Insurance carriers, overall, do a poor job on marketing. They depend on agents like us to find out what they offer and understand new products as they roll those out. If you’re working with an IMO that provides good commissions in the Mortgage Protection and Final Expense markets, then they too hold the expectation of the agent learning products and new offerings and rightly so.
Regardless of how many days we spend in the field or setting our selves up for 10 to 15 appointments in a week, we also must spend time learning. This is where owning your own life insurance business separates the committed from the dabblers.
Dabblers learn one or two products and fit every prospect in those offerings with a goal of setting as many appointments as they can in a given week. Their time is split into working in the field and personal obligations. This is where the term one-and-done was born.
The committed, on the other hand, realize there is no time limit to a work day or number of work days in a week. We sometimes wish there was 30 hours in a day and 8 days in work week.
We realize that every prospect’s situation is different with different goals, thereby needing unique solutions. We understand that bettering our craft means providing solutions that prospects may not have ever realized existed.
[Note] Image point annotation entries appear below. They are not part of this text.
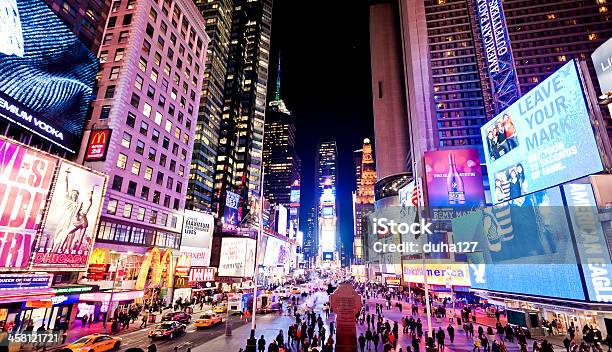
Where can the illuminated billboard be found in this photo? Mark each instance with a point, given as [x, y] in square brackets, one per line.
[438, 274]
[524, 247]
[196, 238]
[542, 139]
[26, 176]
[237, 257]
[231, 212]
[46, 73]
[277, 252]
[453, 178]
[72, 216]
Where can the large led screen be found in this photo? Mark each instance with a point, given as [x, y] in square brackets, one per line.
[46, 73]
[26, 176]
[542, 139]
[524, 246]
[70, 226]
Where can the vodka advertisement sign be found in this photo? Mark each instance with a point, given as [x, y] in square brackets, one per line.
[26, 176]
[498, 53]
[454, 178]
[69, 230]
[542, 139]
[196, 238]
[46, 73]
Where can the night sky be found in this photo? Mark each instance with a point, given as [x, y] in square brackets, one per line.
[326, 83]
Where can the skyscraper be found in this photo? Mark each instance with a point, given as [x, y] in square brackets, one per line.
[281, 162]
[153, 59]
[218, 17]
[363, 199]
[87, 18]
[239, 155]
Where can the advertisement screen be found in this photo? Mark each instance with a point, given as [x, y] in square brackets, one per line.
[26, 176]
[541, 140]
[454, 177]
[69, 230]
[438, 274]
[97, 145]
[196, 238]
[46, 73]
[524, 246]
[281, 223]
[237, 257]
[231, 215]
[590, 240]
[277, 252]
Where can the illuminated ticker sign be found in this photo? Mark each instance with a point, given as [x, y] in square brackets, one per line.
[500, 62]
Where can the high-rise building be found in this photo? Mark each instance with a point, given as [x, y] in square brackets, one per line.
[281, 162]
[239, 155]
[153, 59]
[545, 37]
[363, 199]
[326, 164]
[87, 18]
[218, 17]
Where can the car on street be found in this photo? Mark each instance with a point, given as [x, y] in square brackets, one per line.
[94, 343]
[177, 316]
[207, 320]
[167, 330]
[220, 308]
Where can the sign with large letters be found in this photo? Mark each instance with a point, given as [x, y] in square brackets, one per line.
[542, 139]
[26, 176]
[97, 145]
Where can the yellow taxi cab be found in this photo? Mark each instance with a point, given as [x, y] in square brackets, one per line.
[207, 320]
[221, 308]
[95, 343]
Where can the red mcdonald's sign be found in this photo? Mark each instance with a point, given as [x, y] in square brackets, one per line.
[97, 145]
For example, working with a forty-something prospect with an immediate need of protecting a $225,000 outstanding mortgage will also need to hedge their bet on needing final expense coverage at 60-something. The one-size fits all philosophy of buy term and invest the rest, doesn’t work everyone. Sometimes life gets in the way and using savings and investments become necessary to overcome life’s obstacles.
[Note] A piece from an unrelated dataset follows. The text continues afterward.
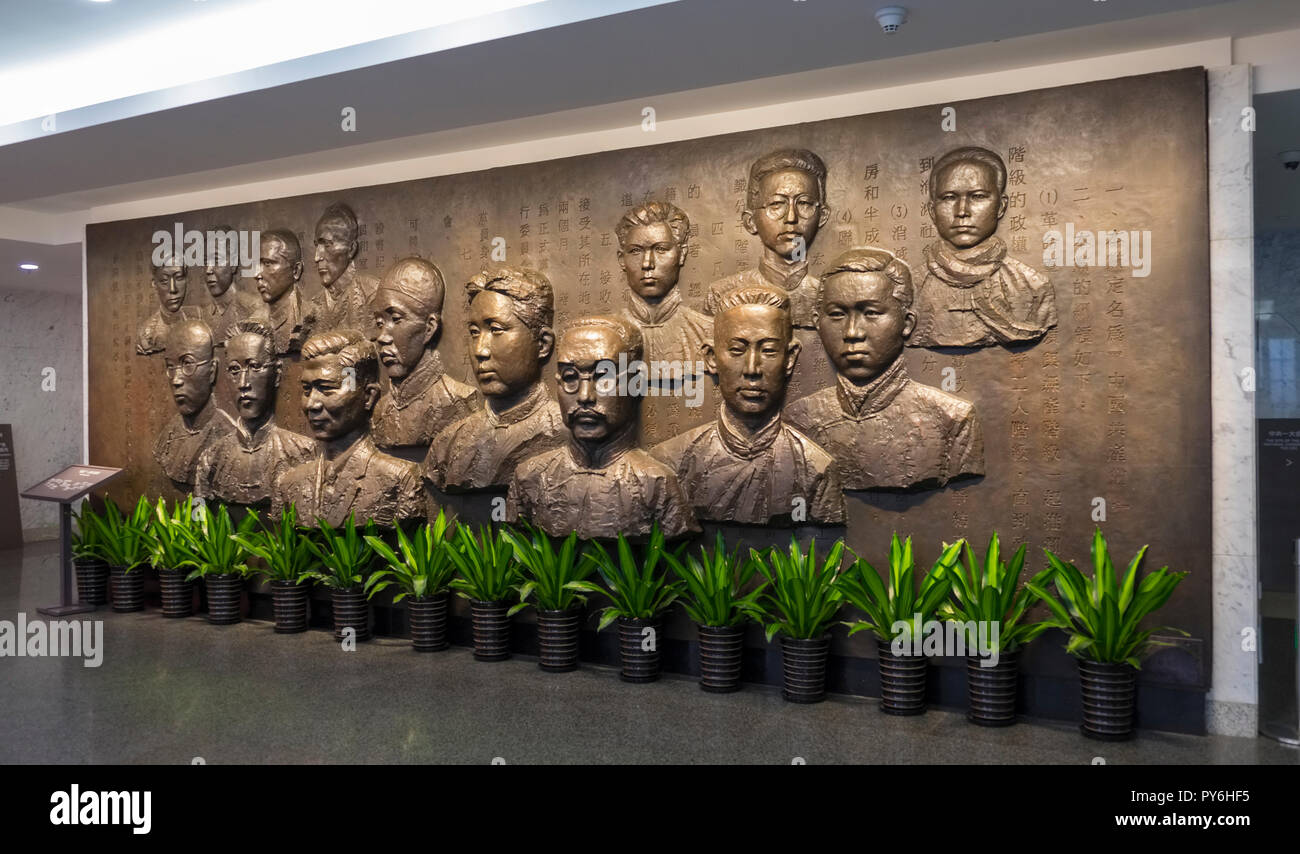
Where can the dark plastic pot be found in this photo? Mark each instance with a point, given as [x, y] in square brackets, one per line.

The cost of retirement alone these days is one such obstacle that may leave a family exposed when they pass away. Instead of relying on the stock market casino wouldn’t it be a better bet to have something in place to cover final expense costs then not having it and needing it?
Committed agents know which products can solve this issue. For example, Americo’s new HMS Continuation product does just that for only a few premium dollars more. American National has whole life plans were a prospect can add up to 4 times the whole life face amount into a 20-year term rider.
Committed agents know that ROP riders and Universal Life Insurance products can provide large sums of cash at the end, of filling the need for protecting a mortgage, that can be used to cover final expenses. Bettering our craft provides opportunities of articulating this while meeting with clients. Learning what life insurance products, we have to offer provides us with higher premium sales and better protected clients.
Which one are you…dabbler or committed life insurance agent? If you’re like me and it’s the later, then learning never ends. While we’ll never know everything our ability to articulate solutions and by increasing our product knowledge we are rewarded with higher premium sales and a strong client base.